The film industry’s systemic struggles with hiring non-white actors have been well documented, but director Ava DuVernay knows that what’s in front of the camera is only half the battle. It’s important that attention be paid to diversity efforts on film crews, as well.
Through her nonprofit company Array Alliance, DuVernay has created a diversity database that studios like Warner Bros., Disney, Netflix, and Sony have invested in. The aim is to widen the insular circles that form in the production world and letting more women and people of color onto the playing field.
The Los Angeles Times spoke with DuVernay and Warner Bros. Television Group chairman Peter Roth, who have teamed up to make this diversity database a reality and grow it into a key resource for studios to utilize when making hiring choices before their productions get underway. “The first two weeks, we had 500 people on a spreadsheet,” DuVernay says. “After a while it was 750 and then 1,000 and then people calling and hearing about it, and it became a bit of a thing.”
Now the list has grown to 2,500 people. It’s free for qualifying talent, all of whom have at least one verifiable credit. The L.A. Times describes it as IMDb meets LinkedIn, where hiring managers can sort by crew position, experience, location, and more in the hopes of finding who they need.
This isn’t meant as a list of people to just blindly hire so studios can fill a quota. Instead, it’s being presented as a list of underrepresented people to interview, when a common refrain throughout the industry has been that producers have “looked everywhere” but couldn’t find a diverse choice for a certain position. Here’s a good quote from Roth that sums it up:
“I can’t tell you how many times in my career, whether it was an actor, a director — forget about below-the-line crews — but how many times I’ve heard the words: ‘Well, we looked everywhere.

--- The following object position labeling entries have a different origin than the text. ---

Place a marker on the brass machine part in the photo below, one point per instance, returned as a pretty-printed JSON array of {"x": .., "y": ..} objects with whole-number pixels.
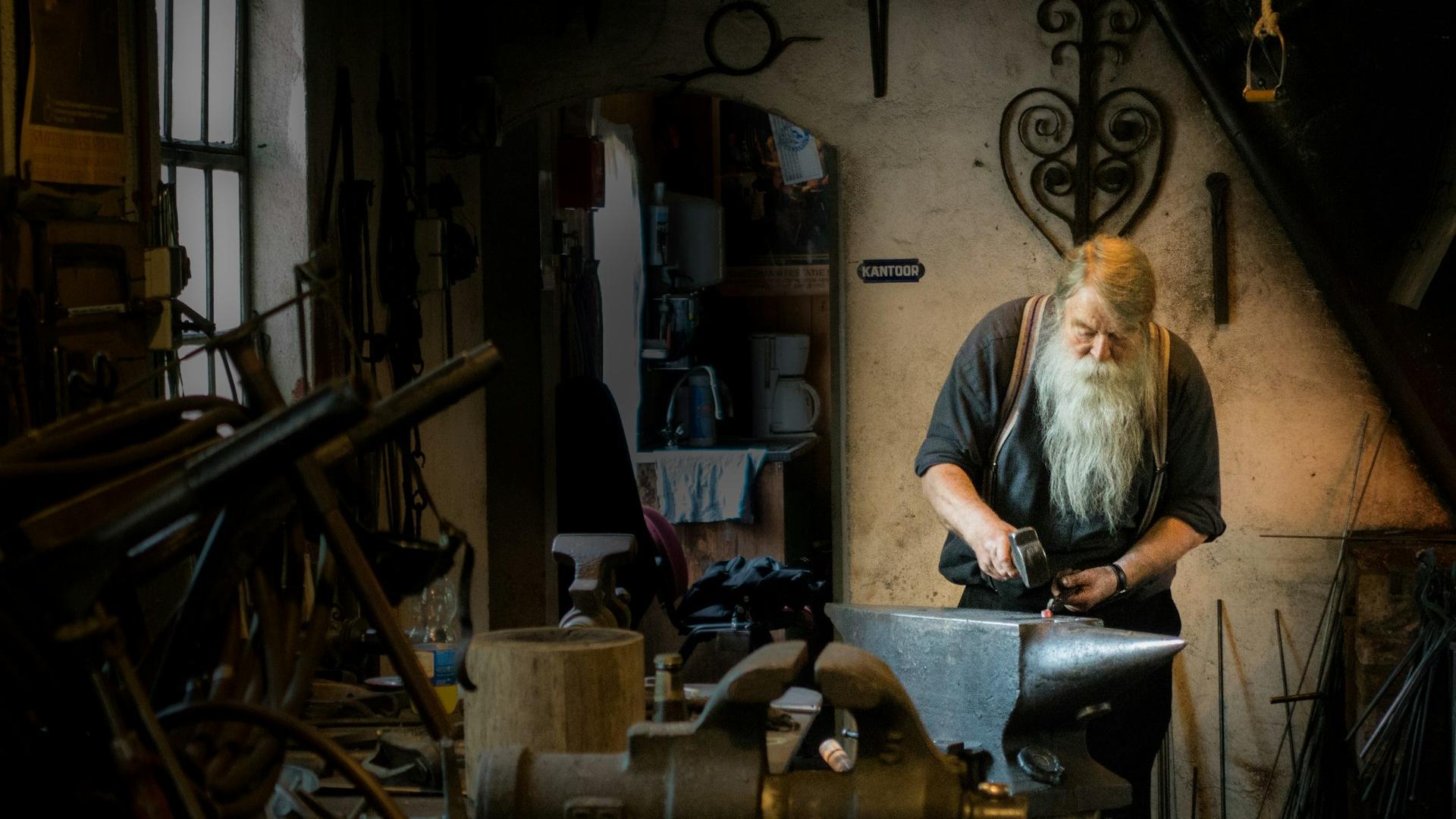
[
  {"x": 715, "y": 765},
  {"x": 669, "y": 700}
]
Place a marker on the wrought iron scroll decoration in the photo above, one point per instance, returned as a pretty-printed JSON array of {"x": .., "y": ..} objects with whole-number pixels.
[
  {"x": 1091, "y": 162},
  {"x": 777, "y": 42}
]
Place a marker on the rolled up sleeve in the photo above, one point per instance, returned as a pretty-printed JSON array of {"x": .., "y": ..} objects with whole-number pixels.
[{"x": 965, "y": 410}]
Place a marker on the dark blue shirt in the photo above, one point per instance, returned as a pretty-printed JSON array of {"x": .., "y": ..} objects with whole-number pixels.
[{"x": 965, "y": 422}]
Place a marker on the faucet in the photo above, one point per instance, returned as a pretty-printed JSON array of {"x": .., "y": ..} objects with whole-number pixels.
[{"x": 673, "y": 431}]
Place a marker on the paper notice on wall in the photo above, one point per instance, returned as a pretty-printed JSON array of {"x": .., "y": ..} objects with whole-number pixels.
[
  {"x": 73, "y": 126},
  {"x": 799, "y": 152}
]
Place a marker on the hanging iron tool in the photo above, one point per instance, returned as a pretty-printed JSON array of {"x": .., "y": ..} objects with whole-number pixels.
[
  {"x": 398, "y": 287},
  {"x": 457, "y": 248},
  {"x": 880, "y": 44}
]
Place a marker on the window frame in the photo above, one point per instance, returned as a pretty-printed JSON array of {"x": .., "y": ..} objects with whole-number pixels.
[{"x": 209, "y": 156}]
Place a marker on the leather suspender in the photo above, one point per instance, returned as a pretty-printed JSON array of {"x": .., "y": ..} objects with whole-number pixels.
[
  {"x": 1015, "y": 401},
  {"x": 1019, "y": 375}
]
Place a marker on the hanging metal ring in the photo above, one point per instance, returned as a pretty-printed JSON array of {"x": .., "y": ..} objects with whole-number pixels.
[{"x": 777, "y": 42}]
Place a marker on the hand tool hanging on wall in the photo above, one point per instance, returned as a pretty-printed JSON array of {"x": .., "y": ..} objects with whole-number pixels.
[
  {"x": 880, "y": 44},
  {"x": 356, "y": 287},
  {"x": 1219, "y": 196},
  {"x": 1266, "y": 27},
  {"x": 777, "y": 42},
  {"x": 398, "y": 278},
  {"x": 1223, "y": 730},
  {"x": 1092, "y": 161}
]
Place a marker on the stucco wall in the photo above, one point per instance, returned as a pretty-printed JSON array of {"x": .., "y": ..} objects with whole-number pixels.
[{"x": 921, "y": 177}]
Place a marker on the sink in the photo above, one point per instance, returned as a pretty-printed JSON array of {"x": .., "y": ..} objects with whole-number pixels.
[{"x": 780, "y": 447}]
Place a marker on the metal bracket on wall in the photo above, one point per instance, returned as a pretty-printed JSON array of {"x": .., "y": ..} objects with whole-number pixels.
[
  {"x": 1092, "y": 162},
  {"x": 777, "y": 42},
  {"x": 1219, "y": 228},
  {"x": 880, "y": 44}
]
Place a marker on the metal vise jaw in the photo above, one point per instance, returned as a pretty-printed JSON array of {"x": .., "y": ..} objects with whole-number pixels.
[
  {"x": 717, "y": 767},
  {"x": 1017, "y": 686}
]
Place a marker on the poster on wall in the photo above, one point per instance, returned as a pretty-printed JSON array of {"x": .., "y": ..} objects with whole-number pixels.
[
  {"x": 777, "y": 280},
  {"x": 73, "y": 130}
]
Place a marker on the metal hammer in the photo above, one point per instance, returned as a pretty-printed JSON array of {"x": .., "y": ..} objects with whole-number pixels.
[{"x": 1030, "y": 557}]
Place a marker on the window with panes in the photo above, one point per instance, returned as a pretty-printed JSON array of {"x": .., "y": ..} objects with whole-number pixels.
[{"x": 201, "y": 93}]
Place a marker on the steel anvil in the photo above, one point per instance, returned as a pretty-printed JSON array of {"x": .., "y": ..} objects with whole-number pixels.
[{"x": 1017, "y": 686}]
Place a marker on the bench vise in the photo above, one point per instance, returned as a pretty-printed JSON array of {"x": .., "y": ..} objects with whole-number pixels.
[{"x": 715, "y": 767}]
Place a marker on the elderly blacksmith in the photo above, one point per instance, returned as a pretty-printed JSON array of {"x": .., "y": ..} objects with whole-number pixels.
[{"x": 1056, "y": 414}]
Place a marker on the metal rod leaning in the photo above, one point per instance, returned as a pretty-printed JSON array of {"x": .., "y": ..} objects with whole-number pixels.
[
  {"x": 296, "y": 729},
  {"x": 318, "y": 493}
]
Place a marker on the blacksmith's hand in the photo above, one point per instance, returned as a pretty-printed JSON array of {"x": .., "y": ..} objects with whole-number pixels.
[
  {"x": 990, "y": 541},
  {"x": 1082, "y": 589}
]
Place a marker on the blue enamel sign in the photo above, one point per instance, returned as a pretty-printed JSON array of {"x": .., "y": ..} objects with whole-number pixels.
[{"x": 890, "y": 270}]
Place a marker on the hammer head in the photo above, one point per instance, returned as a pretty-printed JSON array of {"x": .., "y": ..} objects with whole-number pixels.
[{"x": 1030, "y": 557}]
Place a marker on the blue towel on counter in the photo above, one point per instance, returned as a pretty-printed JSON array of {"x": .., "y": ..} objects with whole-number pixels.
[{"x": 707, "y": 485}]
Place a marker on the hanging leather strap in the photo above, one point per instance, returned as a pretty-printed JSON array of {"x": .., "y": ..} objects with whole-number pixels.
[
  {"x": 1163, "y": 340},
  {"x": 1015, "y": 398}
]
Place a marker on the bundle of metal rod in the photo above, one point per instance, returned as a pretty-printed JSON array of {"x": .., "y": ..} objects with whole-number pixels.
[
  {"x": 1316, "y": 789},
  {"x": 1417, "y": 716},
  {"x": 256, "y": 607}
]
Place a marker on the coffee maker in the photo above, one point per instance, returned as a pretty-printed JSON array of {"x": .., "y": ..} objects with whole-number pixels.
[{"x": 783, "y": 401}]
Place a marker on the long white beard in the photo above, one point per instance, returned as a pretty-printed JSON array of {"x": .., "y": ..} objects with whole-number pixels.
[{"x": 1094, "y": 417}]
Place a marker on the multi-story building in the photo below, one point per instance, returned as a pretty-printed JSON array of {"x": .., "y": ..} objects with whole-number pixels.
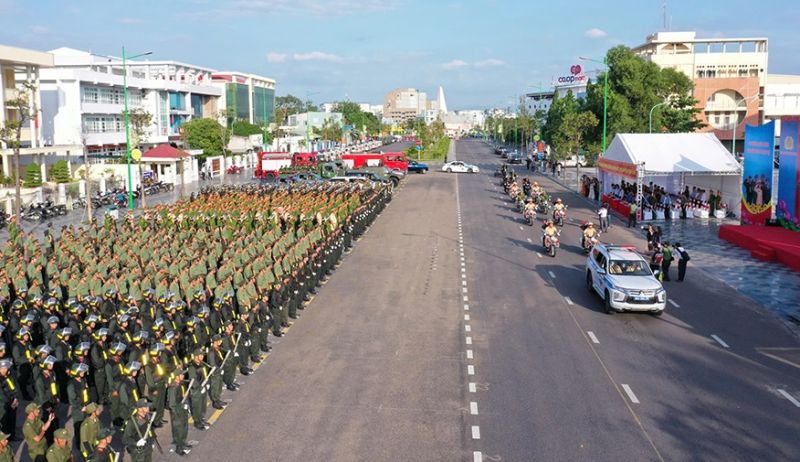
[
  {"x": 17, "y": 66},
  {"x": 729, "y": 77},
  {"x": 246, "y": 97},
  {"x": 404, "y": 104},
  {"x": 83, "y": 99}
]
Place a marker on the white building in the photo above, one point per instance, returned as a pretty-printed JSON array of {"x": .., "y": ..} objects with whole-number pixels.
[
  {"x": 83, "y": 99},
  {"x": 18, "y": 65}
]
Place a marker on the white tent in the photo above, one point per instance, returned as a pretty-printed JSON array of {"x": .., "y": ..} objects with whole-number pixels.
[{"x": 672, "y": 161}]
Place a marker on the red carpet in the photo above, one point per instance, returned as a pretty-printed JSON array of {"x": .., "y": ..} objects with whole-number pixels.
[{"x": 766, "y": 243}]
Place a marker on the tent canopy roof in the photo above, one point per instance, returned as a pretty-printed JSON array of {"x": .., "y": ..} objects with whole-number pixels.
[{"x": 668, "y": 153}]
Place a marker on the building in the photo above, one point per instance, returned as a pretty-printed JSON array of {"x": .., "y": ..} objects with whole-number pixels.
[
  {"x": 18, "y": 65},
  {"x": 246, "y": 97},
  {"x": 404, "y": 104},
  {"x": 83, "y": 99},
  {"x": 729, "y": 77}
]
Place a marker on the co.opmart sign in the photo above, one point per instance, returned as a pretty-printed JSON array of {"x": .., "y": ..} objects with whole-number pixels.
[{"x": 576, "y": 76}]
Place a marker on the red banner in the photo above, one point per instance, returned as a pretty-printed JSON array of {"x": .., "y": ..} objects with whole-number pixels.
[{"x": 617, "y": 167}]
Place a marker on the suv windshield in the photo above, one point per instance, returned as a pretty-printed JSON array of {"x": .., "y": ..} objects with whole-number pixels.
[{"x": 629, "y": 268}]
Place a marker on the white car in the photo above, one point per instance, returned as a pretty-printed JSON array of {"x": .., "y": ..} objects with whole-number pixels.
[
  {"x": 623, "y": 279},
  {"x": 461, "y": 167}
]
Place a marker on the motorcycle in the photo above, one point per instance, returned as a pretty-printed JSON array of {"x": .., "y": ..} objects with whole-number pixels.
[
  {"x": 551, "y": 243},
  {"x": 559, "y": 216}
]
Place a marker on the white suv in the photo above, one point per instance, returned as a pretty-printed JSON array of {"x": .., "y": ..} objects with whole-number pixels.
[{"x": 622, "y": 278}]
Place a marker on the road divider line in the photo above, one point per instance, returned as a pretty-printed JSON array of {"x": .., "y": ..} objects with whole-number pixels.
[
  {"x": 791, "y": 398},
  {"x": 720, "y": 341},
  {"x": 630, "y": 393},
  {"x": 473, "y": 408}
]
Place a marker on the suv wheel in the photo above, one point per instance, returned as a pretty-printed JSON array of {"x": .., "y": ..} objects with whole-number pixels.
[{"x": 607, "y": 304}]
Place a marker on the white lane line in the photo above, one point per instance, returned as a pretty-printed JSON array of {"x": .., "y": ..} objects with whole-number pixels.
[
  {"x": 630, "y": 394},
  {"x": 476, "y": 432},
  {"x": 720, "y": 341},
  {"x": 789, "y": 397}
]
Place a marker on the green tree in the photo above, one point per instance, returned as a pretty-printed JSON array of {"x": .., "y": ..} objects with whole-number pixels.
[
  {"x": 205, "y": 134},
  {"x": 60, "y": 172},
  {"x": 33, "y": 175}
]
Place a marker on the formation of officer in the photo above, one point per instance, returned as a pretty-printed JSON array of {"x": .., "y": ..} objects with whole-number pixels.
[{"x": 146, "y": 320}]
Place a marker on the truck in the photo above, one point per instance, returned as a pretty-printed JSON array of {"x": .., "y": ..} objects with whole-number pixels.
[
  {"x": 394, "y": 160},
  {"x": 270, "y": 163}
]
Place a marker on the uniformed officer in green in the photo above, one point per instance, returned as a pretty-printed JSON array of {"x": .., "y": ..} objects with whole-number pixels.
[
  {"x": 138, "y": 438},
  {"x": 90, "y": 428},
  {"x": 60, "y": 451},
  {"x": 178, "y": 411},
  {"x": 34, "y": 431},
  {"x": 6, "y": 452}
]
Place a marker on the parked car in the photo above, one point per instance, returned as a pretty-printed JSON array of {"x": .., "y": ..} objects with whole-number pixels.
[
  {"x": 459, "y": 167},
  {"x": 623, "y": 279},
  {"x": 417, "y": 167}
]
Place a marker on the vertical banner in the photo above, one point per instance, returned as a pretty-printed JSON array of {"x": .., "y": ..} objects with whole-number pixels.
[
  {"x": 788, "y": 178},
  {"x": 759, "y": 146}
]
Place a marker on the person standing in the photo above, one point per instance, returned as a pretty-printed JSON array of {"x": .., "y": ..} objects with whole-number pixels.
[
  {"x": 667, "y": 252},
  {"x": 602, "y": 216},
  {"x": 683, "y": 258}
]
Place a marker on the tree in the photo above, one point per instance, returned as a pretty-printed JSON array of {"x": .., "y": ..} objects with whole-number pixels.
[
  {"x": 33, "y": 175},
  {"x": 60, "y": 172},
  {"x": 11, "y": 133},
  {"x": 206, "y": 134}
]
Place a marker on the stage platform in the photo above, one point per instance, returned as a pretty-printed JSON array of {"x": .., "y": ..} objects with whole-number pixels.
[{"x": 766, "y": 243}]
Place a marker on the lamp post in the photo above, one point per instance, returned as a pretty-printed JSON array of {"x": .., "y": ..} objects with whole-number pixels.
[
  {"x": 127, "y": 125},
  {"x": 736, "y": 119},
  {"x": 605, "y": 96},
  {"x": 651, "y": 113}
]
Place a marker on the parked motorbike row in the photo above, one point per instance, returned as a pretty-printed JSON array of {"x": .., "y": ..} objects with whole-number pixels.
[{"x": 531, "y": 200}]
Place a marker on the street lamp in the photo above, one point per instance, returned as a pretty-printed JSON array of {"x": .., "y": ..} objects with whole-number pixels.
[
  {"x": 651, "y": 113},
  {"x": 127, "y": 125},
  {"x": 605, "y": 96}
]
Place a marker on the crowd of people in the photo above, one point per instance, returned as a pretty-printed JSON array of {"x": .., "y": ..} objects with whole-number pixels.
[{"x": 109, "y": 326}]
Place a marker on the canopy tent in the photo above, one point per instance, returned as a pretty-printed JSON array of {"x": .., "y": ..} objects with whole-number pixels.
[{"x": 672, "y": 161}]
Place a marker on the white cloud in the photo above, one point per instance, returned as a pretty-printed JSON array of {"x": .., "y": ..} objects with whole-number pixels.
[
  {"x": 454, "y": 64},
  {"x": 595, "y": 33},
  {"x": 317, "y": 56},
  {"x": 274, "y": 57},
  {"x": 489, "y": 62}
]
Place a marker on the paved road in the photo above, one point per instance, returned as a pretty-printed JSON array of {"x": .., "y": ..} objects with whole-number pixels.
[
  {"x": 444, "y": 336},
  {"x": 555, "y": 394}
]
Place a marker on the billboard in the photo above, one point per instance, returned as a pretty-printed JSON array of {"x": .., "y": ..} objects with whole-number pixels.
[
  {"x": 788, "y": 206},
  {"x": 759, "y": 146}
]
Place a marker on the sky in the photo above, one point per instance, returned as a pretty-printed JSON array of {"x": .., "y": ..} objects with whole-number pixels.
[{"x": 485, "y": 53}]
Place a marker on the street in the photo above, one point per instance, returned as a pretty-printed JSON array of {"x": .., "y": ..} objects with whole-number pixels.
[{"x": 446, "y": 335}]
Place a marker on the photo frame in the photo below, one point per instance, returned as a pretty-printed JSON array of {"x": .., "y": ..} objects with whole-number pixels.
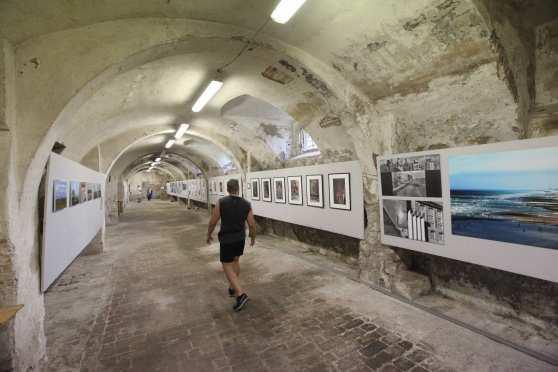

We exhausted all possibilities.’ And this is a living document, an example, of why we didn’t and we haven’t. What Ava has done, and her team has done, is she’s created access for us of information of people that are so worthy and so capable. And we always hid behind: ‘Well, we really tried, we really looked everywhere’ … but we didn’t. That’s why [the database] is so important. It’s one thing to say we really want to change. It’s another thing to have the information, the access, the data to be able to change.”
Roth, who will be stepping down as WB TV Group chairman at the start of next year, used his connections to call every major studio to try to get them on board – and it worked. Several huge companies have invested and gotten on board, and every single studio has access to this database, which is currently in a soft-launch stage and will be expanding from U.S.-only applicants to include the UK and Canada next year. With this first step being done for them, hopefully studios will actually make use of this and begin changing the makeup of the people who work on productions to reflect the world we’re all living in.